Seal the edges, glaze with beaten egg and bake for 30 minutes. Turn the heat down to 170C/Gas 4 and continue cooking until the pie is golden brown (up to an hour). Leave to rest for about 10 minutes before serving.
Root vegetable casserole
This versatile dish can often be made with what you have in the larder. Add tinned tomatoes, use different root vegetables or spice it up with some fresh chilli. Serves 4 with some yoghurt and flat-bread.
Gently cook a finely chopped onion and two cloves of garlic in a tablespoon of oil until soft (about 3 minutes). Add 700g potatoes, cut into chunks, 4 thickly sliced carrots and 2 diced parsnips. Cook (and stir!) until the vegetables begin to brown (about 8 minutes). Mix in 2 tablespoons of red curry paste and add 1 litre of vegetable stock (Marigold is excellent) and bring to the boil.
Tip in 150g of red lentils, reduce the heat, cover and simmer for about 20 minutes or until the sauce has thickened and the vegetables are tender. Stir in a bunch of chopped coriander just before serving.
Mackerel fish cakes
A good way to introduce oily fish to your family. These can be prepared a day ahead and freeze (uncooked) very well. Serves 4.

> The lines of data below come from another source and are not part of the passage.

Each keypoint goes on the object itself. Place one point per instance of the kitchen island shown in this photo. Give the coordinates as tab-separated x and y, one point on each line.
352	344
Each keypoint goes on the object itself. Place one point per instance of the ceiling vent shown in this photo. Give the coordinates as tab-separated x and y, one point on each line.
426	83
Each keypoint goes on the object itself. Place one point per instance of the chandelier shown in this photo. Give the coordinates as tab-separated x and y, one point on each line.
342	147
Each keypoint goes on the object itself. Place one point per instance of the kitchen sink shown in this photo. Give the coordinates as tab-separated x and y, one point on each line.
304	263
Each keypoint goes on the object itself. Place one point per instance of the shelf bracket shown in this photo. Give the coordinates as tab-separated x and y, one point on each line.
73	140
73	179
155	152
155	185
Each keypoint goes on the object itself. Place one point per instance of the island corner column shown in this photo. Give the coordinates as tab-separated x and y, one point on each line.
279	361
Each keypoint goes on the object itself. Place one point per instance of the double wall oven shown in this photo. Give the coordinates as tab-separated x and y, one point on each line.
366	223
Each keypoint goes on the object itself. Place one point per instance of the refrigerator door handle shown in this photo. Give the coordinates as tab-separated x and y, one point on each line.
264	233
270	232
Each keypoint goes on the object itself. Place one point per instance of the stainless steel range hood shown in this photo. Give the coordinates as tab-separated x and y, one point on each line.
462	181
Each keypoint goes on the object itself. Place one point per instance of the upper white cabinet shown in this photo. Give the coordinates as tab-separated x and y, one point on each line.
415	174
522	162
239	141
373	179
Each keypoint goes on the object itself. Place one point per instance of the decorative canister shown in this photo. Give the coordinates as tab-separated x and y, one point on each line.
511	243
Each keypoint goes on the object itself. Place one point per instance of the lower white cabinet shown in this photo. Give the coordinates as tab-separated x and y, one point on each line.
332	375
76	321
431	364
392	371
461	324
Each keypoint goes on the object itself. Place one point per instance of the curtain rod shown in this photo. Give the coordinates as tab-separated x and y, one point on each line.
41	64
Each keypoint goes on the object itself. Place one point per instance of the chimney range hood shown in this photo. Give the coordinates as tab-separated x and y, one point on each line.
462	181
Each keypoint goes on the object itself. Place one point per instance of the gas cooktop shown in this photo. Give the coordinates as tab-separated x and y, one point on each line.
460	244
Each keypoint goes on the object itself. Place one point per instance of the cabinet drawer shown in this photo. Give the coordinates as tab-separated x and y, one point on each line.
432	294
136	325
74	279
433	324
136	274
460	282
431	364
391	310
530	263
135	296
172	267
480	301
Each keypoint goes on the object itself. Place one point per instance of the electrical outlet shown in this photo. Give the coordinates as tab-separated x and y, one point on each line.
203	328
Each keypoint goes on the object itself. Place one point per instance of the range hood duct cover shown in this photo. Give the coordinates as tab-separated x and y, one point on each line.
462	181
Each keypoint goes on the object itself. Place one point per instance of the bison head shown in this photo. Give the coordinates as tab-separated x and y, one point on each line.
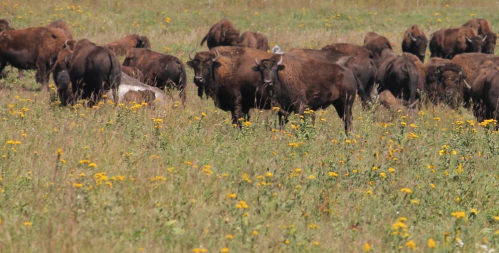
268	69
489	43
203	64
230	37
475	43
418	44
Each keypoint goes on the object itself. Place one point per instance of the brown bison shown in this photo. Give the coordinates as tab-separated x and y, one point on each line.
92	70
446	43
349	49
363	68
159	70
415	42
482	27
121	46
31	48
485	93
376	43
300	83
63	26
253	40
399	75
224	74
222	33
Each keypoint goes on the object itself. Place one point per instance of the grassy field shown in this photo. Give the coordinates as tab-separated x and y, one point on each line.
128	178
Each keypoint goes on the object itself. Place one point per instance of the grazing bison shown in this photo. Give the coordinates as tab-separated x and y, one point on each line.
253	40
363	68
92	71
446	83
349	49
224	74
133	72
376	43
121	46
222	33
399	75
31	48
482	27
415	42
446	43
485	93
63	26
301	83
159	70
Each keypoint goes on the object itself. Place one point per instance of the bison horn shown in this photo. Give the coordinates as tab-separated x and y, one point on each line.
218	55
412	38
190	52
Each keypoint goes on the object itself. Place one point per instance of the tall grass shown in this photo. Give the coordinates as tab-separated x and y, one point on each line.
127	178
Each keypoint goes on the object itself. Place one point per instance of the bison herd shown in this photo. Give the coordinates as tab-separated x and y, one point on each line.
239	72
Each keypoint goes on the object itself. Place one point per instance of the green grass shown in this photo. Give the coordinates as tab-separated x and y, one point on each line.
134	178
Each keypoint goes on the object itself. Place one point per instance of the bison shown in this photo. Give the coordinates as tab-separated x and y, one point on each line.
376	43
92	71
415	42
63	26
349	49
32	48
446	43
253	40
399	75
222	33
482	27
485	93
300	83
224	74
159	70
121	46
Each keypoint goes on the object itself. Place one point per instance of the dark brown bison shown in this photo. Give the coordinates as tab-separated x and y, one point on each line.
399	75
376	43
363	68
253	40
224	74
63	26
446	43
159	70
300	83
32	48
485	93
92	70
349	49
222	33
482	27
133	72
415	42
121	46
446	83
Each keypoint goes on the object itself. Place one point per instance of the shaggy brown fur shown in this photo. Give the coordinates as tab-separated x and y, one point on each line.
31	48
159	70
415	42
482	27
349	49
121	46
222	33
63	26
253	40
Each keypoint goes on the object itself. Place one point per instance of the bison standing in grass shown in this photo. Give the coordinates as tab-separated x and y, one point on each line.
415	42
482	27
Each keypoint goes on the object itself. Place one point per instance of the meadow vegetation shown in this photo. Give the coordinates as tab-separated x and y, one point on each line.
130	177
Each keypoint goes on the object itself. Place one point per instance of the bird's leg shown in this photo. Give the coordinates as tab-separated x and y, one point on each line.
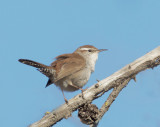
82	90
64	97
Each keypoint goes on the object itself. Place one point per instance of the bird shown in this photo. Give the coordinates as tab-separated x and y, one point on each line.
69	72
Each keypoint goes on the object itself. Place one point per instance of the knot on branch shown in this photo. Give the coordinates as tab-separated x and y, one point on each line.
88	113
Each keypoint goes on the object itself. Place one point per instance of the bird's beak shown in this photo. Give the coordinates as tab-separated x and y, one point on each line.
100	50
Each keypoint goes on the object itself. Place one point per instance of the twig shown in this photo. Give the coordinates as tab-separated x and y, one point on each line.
150	60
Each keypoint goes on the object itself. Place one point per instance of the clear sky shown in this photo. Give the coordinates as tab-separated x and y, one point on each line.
42	29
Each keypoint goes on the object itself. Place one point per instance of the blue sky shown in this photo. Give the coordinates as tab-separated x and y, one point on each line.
40	30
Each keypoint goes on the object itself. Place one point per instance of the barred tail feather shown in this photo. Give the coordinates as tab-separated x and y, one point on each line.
46	70
32	63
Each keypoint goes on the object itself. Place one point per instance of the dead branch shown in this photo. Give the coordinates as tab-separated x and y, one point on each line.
117	81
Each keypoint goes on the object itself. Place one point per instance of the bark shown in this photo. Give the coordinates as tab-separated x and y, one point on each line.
116	81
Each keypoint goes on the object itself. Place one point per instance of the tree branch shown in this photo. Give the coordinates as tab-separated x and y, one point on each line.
117	81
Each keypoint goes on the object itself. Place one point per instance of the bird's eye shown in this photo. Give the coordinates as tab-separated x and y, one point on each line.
89	50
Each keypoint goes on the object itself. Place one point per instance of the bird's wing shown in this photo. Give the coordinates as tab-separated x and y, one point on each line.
68	64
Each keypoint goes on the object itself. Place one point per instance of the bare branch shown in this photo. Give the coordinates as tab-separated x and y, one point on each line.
117	81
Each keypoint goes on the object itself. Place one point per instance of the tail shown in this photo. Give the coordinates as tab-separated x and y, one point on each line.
46	70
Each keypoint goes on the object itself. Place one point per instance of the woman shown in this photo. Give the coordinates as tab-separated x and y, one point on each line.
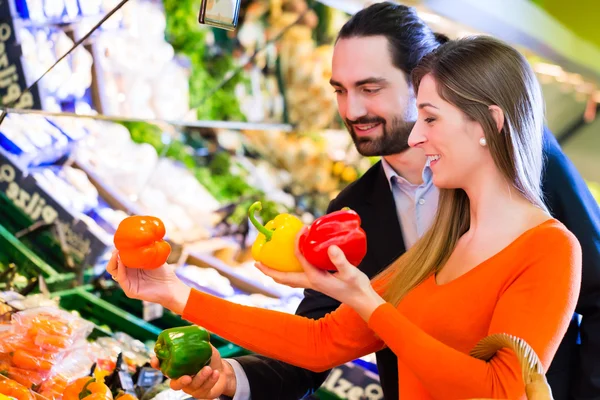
494	260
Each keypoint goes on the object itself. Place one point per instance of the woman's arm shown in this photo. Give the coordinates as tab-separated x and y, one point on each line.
536	307
339	337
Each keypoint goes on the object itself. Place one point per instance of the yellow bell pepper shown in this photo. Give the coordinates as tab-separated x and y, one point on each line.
275	244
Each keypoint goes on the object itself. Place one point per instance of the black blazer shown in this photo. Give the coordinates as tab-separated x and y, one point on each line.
370	196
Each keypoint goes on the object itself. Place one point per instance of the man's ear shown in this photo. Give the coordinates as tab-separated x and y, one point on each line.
498	116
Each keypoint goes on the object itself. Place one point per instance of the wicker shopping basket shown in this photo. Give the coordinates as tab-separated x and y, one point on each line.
536	385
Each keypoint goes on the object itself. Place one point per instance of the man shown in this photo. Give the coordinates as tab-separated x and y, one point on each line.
373	58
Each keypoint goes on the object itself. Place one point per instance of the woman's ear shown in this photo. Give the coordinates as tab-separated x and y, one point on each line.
498	116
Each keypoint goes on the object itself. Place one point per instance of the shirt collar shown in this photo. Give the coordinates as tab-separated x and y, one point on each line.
390	174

In a large bowl, combine 300g mashed potatoes, a bunch of thinly sliced spring onions, 2 tablespoons of horseradish sauce and 250g flaked mackerel fillets (either smoked or peppered). Shape into 8 cakes and coat in breadcrumbs (first coating in flour and then beaten egg).
Shallow fry for about 6 minutes each side until golden brown and piping hot throughout. Serve with a wedge of lemon and salad or steamed green vegetables.
It’s probably more accurate to think of this as a savoury rice pudding than a risotto, but its simplicity is somehow more appropriate for Friday than the classic version. Serves 4 (main) or 6 (starter).
Preheat the oven to 150C/Gas 2. Pour 550ml boiling water over 10g dried porcini mushrooms and leave to soak while you roughly chop 250g field mushrooms. In a heavy casserole, sweat a finely diced onion until transparent and stir in the chopped mushrooms. Drain the porcini, squeezing out and reserving the liquor. Chop finely and add to the pan, cooking gently for about 20 minutes.
Add 175g canaroli rice, 150ml dry Marsala or sherry and the reserved porcini liquor.
Season with salt and black pepper, place in the centre of the oven and cook, uncovered, for 20 minutes. Then add a handful of grated Parmesan, stir well and return to the oven for 15 minutes. Serve immediately with shavings of parmesan and finely chopped fresh parsley.